Die UNO setzt auf Bürgerräte

Bürgerräte sind längst mehr als ein Demokratieexperiment einzelner Städte und Initiativen. Das zeigt ein neues Handbuch besonders deutlich: Die Vereinten Nationen geben gemeinsam mit der australischen newDemocracy Foundation eine neue Ausgabe von „Democracy Beyond Elections“ heraus. Der Leitfaden erklärt Regierungen und Verwaltungen, wie Bürgerräte geplant und durchgeführt werden können.

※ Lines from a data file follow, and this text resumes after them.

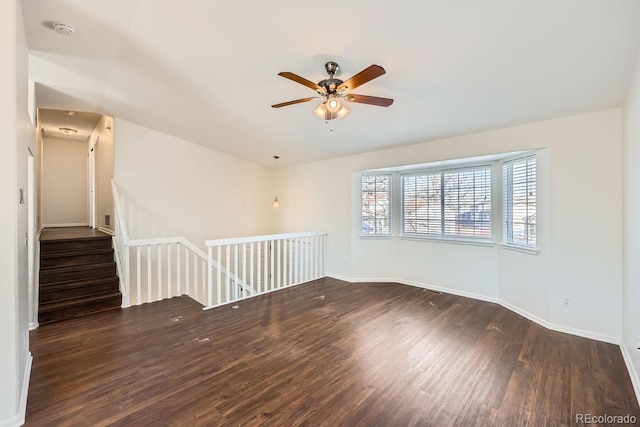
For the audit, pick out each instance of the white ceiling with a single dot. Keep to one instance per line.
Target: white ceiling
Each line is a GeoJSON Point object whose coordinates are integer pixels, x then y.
{"type": "Point", "coordinates": [52, 120]}
{"type": "Point", "coordinates": [207, 71]}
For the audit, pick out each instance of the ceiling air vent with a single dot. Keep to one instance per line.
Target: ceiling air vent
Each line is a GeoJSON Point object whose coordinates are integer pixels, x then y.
{"type": "Point", "coordinates": [64, 29]}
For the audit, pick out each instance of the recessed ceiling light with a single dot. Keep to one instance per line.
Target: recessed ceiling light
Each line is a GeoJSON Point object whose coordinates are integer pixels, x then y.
{"type": "Point", "coordinates": [64, 29]}
{"type": "Point", "coordinates": [68, 131]}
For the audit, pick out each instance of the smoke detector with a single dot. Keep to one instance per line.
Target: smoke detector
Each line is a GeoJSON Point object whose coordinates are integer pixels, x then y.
{"type": "Point", "coordinates": [68, 131]}
{"type": "Point", "coordinates": [64, 29]}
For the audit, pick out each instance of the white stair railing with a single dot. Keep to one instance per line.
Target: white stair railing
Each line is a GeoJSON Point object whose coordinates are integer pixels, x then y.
{"type": "Point", "coordinates": [262, 264]}
{"type": "Point", "coordinates": [233, 269]}
{"type": "Point", "coordinates": [155, 269]}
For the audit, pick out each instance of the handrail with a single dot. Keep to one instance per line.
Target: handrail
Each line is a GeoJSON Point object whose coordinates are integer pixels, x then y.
{"type": "Point", "coordinates": [118, 211]}
{"type": "Point", "coordinates": [266, 263]}
{"type": "Point", "coordinates": [264, 238]}
{"type": "Point", "coordinates": [165, 240]}
{"type": "Point", "coordinates": [229, 269]}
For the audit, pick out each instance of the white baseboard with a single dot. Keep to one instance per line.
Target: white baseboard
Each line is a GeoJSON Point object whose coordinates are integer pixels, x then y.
{"type": "Point", "coordinates": [71, 224]}
{"type": "Point", "coordinates": [560, 328]}
{"type": "Point", "coordinates": [552, 326]}
{"type": "Point", "coordinates": [106, 230]}
{"type": "Point", "coordinates": [19, 419]}
{"type": "Point", "coordinates": [22, 412]}
{"type": "Point", "coordinates": [633, 374]}
{"type": "Point", "coordinates": [10, 422]}
{"type": "Point", "coordinates": [418, 285]}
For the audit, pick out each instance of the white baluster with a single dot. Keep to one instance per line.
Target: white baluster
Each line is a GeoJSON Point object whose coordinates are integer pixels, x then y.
{"type": "Point", "coordinates": [227, 279]}
{"type": "Point", "coordinates": [169, 278]}
{"type": "Point", "coordinates": [219, 275]}
{"type": "Point", "coordinates": [186, 271]}
{"type": "Point", "coordinates": [244, 270]}
{"type": "Point", "coordinates": [236, 278]}
{"type": "Point", "coordinates": [265, 264]}
{"type": "Point", "coordinates": [138, 276]}
{"type": "Point", "coordinates": [251, 266]}
{"type": "Point", "coordinates": [159, 249]}
{"type": "Point", "coordinates": [259, 265]}
{"type": "Point", "coordinates": [210, 277]}
{"type": "Point", "coordinates": [272, 272]}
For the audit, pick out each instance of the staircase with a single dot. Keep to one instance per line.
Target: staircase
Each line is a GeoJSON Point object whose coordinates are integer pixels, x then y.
{"type": "Point", "coordinates": [77, 274]}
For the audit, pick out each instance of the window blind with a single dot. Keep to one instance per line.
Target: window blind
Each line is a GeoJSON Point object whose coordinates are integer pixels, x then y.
{"type": "Point", "coordinates": [376, 204]}
{"type": "Point", "coordinates": [452, 203]}
{"type": "Point", "coordinates": [519, 197]}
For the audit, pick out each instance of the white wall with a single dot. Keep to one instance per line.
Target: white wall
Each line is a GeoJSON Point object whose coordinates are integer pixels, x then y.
{"type": "Point", "coordinates": [631, 266]}
{"type": "Point", "coordinates": [17, 137]}
{"type": "Point", "coordinates": [64, 182]}
{"type": "Point", "coordinates": [580, 193]}
{"type": "Point", "coordinates": [172, 187]}
{"type": "Point", "coordinates": [105, 152]}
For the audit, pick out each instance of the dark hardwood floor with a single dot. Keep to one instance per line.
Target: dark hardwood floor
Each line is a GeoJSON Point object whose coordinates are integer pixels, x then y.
{"type": "Point", "coordinates": [326, 353]}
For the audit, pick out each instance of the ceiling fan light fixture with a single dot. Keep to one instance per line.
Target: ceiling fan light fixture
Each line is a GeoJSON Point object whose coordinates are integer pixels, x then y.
{"type": "Point", "coordinates": [324, 113]}
{"type": "Point", "coordinates": [68, 131]}
{"type": "Point", "coordinates": [333, 105]}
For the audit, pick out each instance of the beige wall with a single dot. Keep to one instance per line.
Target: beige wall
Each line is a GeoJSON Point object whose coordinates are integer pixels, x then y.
{"type": "Point", "coordinates": [64, 182]}
{"type": "Point", "coordinates": [102, 141]}
{"type": "Point", "coordinates": [631, 269]}
{"type": "Point", "coordinates": [580, 229]}
{"type": "Point", "coordinates": [17, 137]}
{"type": "Point", "coordinates": [172, 187]}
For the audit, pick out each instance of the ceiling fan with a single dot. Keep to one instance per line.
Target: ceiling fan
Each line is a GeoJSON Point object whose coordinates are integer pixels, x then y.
{"type": "Point", "coordinates": [335, 90]}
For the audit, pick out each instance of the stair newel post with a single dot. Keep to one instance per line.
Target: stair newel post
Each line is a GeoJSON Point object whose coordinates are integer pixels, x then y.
{"type": "Point", "coordinates": [126, 300]}
{"type": "Point", "coordinates": [210, 276]}
{"type": "Point", "coordinates": [219, 277]}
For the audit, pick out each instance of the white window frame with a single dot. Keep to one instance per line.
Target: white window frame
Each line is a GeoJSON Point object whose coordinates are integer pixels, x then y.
{"type": "Point", "coordinates": [443, 235]}
{"type": "Point", "coordinates": [389, 208]}
{"type": "Point", "coordinates": [531, 167]}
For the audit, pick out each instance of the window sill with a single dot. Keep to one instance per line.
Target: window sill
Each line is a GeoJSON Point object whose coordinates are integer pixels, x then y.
{"type": "Point", "coordinates": [523, 249]}
{"type": "Point", "coordinates": [377, 236]}
{"type": "Point", "coordinates": [453, 240]}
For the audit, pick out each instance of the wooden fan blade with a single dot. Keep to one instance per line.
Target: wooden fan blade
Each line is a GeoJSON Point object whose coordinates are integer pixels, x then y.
{"type": "Point", "coordinates": [372, 100]}
{"type": "Point", "coordinates": [362, 77]}
{"type": "Point", "coordinates": [296, 101]}
{"type": "Point", "coordinates": [296, 78]}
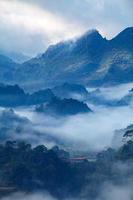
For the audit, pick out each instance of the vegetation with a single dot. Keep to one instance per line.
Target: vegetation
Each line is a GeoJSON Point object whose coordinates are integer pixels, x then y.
{"type": "Point", "coordinates": [27, 168]}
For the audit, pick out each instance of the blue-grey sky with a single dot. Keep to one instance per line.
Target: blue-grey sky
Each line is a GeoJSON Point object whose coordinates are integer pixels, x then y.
{"type": "Point", "coordinates": [29, 26]}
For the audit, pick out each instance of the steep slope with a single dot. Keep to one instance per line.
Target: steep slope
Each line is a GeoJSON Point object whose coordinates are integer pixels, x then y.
{"type": "Point", "coordinates": [7, 69]}
{"type": "Point", "coordinates": [117, 63]}
{"type": "Point", "coordinates": [87, 60]}
{"type": "Point", "coordinates": [70, 61]}
{"type": "Point", "coordinates": [90, 59]}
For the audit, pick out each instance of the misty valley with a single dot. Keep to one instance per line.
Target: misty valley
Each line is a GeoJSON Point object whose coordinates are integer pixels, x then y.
{"type": "Point", "coordinates": [66, 141]}
{"type": "Point", "coordinates": [66, 102]}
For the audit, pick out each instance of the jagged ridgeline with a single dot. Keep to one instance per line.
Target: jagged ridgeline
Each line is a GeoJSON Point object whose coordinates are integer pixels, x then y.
{"type": "Point", "coordinates": [90, 59]}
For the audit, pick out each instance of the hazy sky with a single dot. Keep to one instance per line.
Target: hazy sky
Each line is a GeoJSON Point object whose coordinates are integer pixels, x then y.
{"type": "Point", "coordinates": [29, 26]}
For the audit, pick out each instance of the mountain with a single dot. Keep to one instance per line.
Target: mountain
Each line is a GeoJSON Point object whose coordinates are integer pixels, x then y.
{"type": "Point", "coordinates": [13, 95]}
{"type": "Point", "coordinates": [71, 61]}
{"type": "Point", "coordinates": [63, 107]}
{"type": "Point", "coordinates": [88, 60]}
{"type": "Point", "coordinates": [7, 69]}
{"type": "Point", "coordinates": [74, 91]}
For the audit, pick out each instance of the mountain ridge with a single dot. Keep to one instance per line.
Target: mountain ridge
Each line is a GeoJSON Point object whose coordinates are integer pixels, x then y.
{"type": "Point", "coordinates": [88, 60]}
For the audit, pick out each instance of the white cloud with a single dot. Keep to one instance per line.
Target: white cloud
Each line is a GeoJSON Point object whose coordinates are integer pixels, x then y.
{"type": "Point", "coordinates": [30, 26]}
{"type": "Point", "coordinates": [26, 27]}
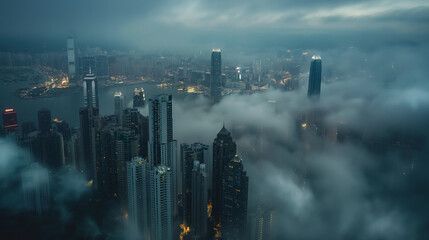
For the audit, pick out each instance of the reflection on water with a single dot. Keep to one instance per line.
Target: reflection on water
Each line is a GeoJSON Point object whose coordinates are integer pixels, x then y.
{"type": "Point", "coordinates": [67, 107]}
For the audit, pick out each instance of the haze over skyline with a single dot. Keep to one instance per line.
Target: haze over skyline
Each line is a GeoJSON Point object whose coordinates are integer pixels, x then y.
{"type": "Point", "coordinates": [195, 25]}
{"type": "Point", "coordinates": [324, 103]}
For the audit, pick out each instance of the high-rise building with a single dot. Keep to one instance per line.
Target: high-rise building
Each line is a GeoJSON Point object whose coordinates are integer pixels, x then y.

Herausgeber auf Seiten der UNO sind das Entwicklungsprogramm der Vereinten Nationen (UNDP) und der Demokratiefonds der Vereinten Nationen (UNDEF). Dass zwei Einrichtungen der Vereinten Nationen Bürgerräten ein eigenes Praxishandbuch widmen, ist bemerkenswert: Das Losverfahren wird damit als Instrument demokratischer Regierungsführung international ernst genommen – und nicht mehr nur als interessantes Beteiligungsexperiment betrachtet.
Das Los allein reicht nicht
Das Handbuch führt durch die wichtigsten Entscheidungen bei der Gestaltung eines Bürgerrates: von einer klaren politischen Frage über die Auslosung einer vielfältigen Gruppe und ausgewogene Informationen bis zu ausreichend Zeit und unabhängiger Moderation.
Dabei geht es nicht darum, möglichst schnell vorhandene Meinungen abzufragen. Bürgerinnen und Bürger sollen Fachleute und Betroffene hören, Argumente abwägen und im Gespräch miteinander zu einem begründeten Urteil gelangen.
Politische Wirkung wichtig
Ebenso wichtig ist die politische Wirkung. Schon vor Beginn sollte geklärt sein, wer die Empfehlungen erhält und wie darauf reagiert wird. Bürgerräte ersetzen gewählte Parlamente nicht, sondern sollen deren Entscheidungen durch die informierte Beratung ausgeloster Bürgerinnen und Bürger ergänzen.
Dass die UNO dieses Wissen nun weltweit verbreitet, zeigt, wie weit sich die Idee entwickelt hat. Bürgerräte werden zunehmend als Bestandteil einer zeitgemäßen demokratischen Infrastruktur verstanden. Das Handbuch liefert Regierungen zugleich einen Maßstab dafür, wann ein Verfahren diesen Anspruch erfüllt – und wann ein Bürgerrat besser nicht einberufen werden sollte.